Suzanna Son (The Idol) also turns in a strong and deeply disturbing performance as Adeline Watkins, who is portrayed as Gein’s girlfriend in the series. Watkins was a real person who initially claimed to have been in a serious relationship with Ed Gein for 20 years. However, she later recanted that story, perhaps out of fear of the scrutiny she faced after the full nature of his crimes was revealed. In the Netflix series, Son portrays Watkins as a deeply disturbed woman, obsessed with true crime and crime scene photography. It’s implied that she was aware, to some extent, of Gein’s “hobbies” and gave tacit approval of them when she thought her career might benefit from them.

The problem is, none of that is true.

That’s the bad news. A lot of Monster: The Ed Gein Story isn’t true. No one was expecting documentary-level, or even True Crime series levels of honesty from a Ryan Murphy production (I hope.) But some of the creative license they took with The Ed Gein Story is unnecessary. While it’s obvious Murphy does his research, he loves to extrapolate and embellish on the truth for greater shock value. Watkins’ characterization and her exaggerated relationship with Gein is just one example of that.

We follow the story of Gein’s crimes and the effects they had on his community closely for the first six episodes or so. The last two episodes veer wildly into a world of complete fiction that attempts to humanize both Gein and Ilsa Koch, the Nazi “Kommandeuse of Buchenwald,” whom Gein was obsessed with and fantasized about.

There’s a made-up scenario in which Gein assists the newly created FBI behavioral unit with catching Ted Bundy. It is not the Mindhunter reboot we’ve been waiting for, and it feels insulting to the work done on that series.

But perhaps the most insulting part of the series’s attempt to make us feel something other than contempt and disgust for Gein is the ending, where Ed Gein, the Butcher of Plainfield, dies and is depicted in pure white, ascending a glowing staircase into the arms of his mother. She is also clad in white and is finally proud of him for making something of himself and leaving such a huge footprint in the world.

What?

My flabbers were ghasted and I’m still not over it. If there is a heaven, no one who did the things that Ed Gein did is going there. No one who did the things that Ed Gein did deserves to have an everlasting life of peace in the bosom of his mother’s love. I am offended by the idea that creators Murphy, Winkler, and Ian Brennan thought it was a good idea to use the conclusion of Monster: The Ed Gein Story to imply that Gein is deserving of forgiveness at a cosmic level. They could have stopped at episode six, when he was finally caught, and written a postscript about how he died in an asylum. I would have written a review about how they took liberties with the story, but ultimately turned in a series worth watching based on Hunnam’s performance alone. But they took it too far, as Murphy almost always does.

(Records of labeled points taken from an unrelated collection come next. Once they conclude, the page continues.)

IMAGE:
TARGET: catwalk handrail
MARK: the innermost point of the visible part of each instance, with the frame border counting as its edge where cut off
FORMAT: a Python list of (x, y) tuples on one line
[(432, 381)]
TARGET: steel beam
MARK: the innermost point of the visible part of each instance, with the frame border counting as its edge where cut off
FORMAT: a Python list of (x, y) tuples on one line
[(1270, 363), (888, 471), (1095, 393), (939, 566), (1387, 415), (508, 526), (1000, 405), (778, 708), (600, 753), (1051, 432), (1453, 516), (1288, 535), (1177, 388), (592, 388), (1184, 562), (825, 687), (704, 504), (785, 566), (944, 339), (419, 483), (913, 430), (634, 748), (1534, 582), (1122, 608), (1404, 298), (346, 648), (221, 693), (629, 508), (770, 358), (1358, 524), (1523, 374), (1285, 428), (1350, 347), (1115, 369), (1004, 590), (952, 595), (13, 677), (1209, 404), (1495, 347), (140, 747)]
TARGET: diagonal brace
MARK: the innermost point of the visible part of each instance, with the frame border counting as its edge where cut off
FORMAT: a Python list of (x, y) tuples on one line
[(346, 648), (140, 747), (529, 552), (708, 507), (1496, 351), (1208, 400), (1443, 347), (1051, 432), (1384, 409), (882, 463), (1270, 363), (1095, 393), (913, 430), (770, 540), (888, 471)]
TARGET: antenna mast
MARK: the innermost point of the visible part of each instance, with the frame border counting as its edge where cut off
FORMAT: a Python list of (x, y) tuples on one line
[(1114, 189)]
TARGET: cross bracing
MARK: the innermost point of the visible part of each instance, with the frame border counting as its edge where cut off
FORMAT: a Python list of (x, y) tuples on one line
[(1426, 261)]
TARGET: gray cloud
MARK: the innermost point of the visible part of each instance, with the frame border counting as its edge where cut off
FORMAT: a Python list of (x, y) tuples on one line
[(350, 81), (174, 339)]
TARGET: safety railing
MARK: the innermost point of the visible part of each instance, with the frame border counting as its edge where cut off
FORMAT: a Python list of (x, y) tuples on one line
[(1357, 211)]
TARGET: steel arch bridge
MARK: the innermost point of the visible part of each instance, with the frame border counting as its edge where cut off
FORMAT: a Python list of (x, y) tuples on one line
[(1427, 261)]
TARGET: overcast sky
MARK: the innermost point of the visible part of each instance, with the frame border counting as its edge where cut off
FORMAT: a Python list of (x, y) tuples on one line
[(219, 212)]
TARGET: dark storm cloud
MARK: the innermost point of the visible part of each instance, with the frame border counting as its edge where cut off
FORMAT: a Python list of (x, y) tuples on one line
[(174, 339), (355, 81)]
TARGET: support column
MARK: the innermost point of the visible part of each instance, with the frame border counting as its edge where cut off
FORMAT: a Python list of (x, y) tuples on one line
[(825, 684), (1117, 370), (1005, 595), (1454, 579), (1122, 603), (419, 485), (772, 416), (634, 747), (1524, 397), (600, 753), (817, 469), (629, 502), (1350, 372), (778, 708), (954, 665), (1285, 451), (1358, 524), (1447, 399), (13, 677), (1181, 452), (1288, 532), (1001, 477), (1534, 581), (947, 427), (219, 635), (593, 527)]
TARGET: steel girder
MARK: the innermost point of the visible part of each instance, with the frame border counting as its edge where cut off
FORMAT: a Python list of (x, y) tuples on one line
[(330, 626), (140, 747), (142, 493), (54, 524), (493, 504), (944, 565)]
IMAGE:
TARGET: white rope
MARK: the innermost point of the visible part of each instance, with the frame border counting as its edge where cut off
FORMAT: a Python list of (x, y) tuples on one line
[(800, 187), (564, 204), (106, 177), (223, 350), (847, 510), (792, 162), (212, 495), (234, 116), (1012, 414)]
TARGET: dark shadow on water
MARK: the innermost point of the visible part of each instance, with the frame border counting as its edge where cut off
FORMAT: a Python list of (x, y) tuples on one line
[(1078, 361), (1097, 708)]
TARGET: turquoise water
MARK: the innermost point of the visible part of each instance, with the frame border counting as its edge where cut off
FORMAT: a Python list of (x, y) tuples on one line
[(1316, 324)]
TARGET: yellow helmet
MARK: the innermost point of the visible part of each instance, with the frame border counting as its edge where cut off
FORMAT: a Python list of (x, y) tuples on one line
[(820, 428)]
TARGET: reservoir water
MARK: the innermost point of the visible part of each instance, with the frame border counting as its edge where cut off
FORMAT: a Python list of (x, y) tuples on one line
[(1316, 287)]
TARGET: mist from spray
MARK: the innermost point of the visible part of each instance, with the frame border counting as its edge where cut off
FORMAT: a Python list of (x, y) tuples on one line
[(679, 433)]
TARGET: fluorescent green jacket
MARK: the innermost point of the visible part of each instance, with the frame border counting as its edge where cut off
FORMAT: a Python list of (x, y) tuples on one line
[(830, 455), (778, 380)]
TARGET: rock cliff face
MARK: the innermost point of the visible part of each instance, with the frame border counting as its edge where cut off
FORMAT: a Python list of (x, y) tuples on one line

In an interview with Netflix’s Tudum, Hunnam explained that the show asked an important question:

Who was the monster? This poor boy who was abused his whole life and then left in total isolation, suffering from undiagnosed mental illness? Or the legion of people who sensationalized his life for entertainment and arguably darkened the American psyche and the global psyche in the process?

That’s a valid question that deserves examination. But that examination doesn’t need to include the blanket of forgiveness the showrunners draped over Gein’s shoulders in the final episodes of the series. It’s also bold of him to credit pop culture for “darkening the American psyche.” Pop Culture is a mirror of society’s fears and desires, not the cause of them. It also exempts Murphy et al from being party to sensationalizing Gein’s life when they might be the most egregious perpetrators.

All episodes of Monster: The Ed Gein Story are available on Netflix.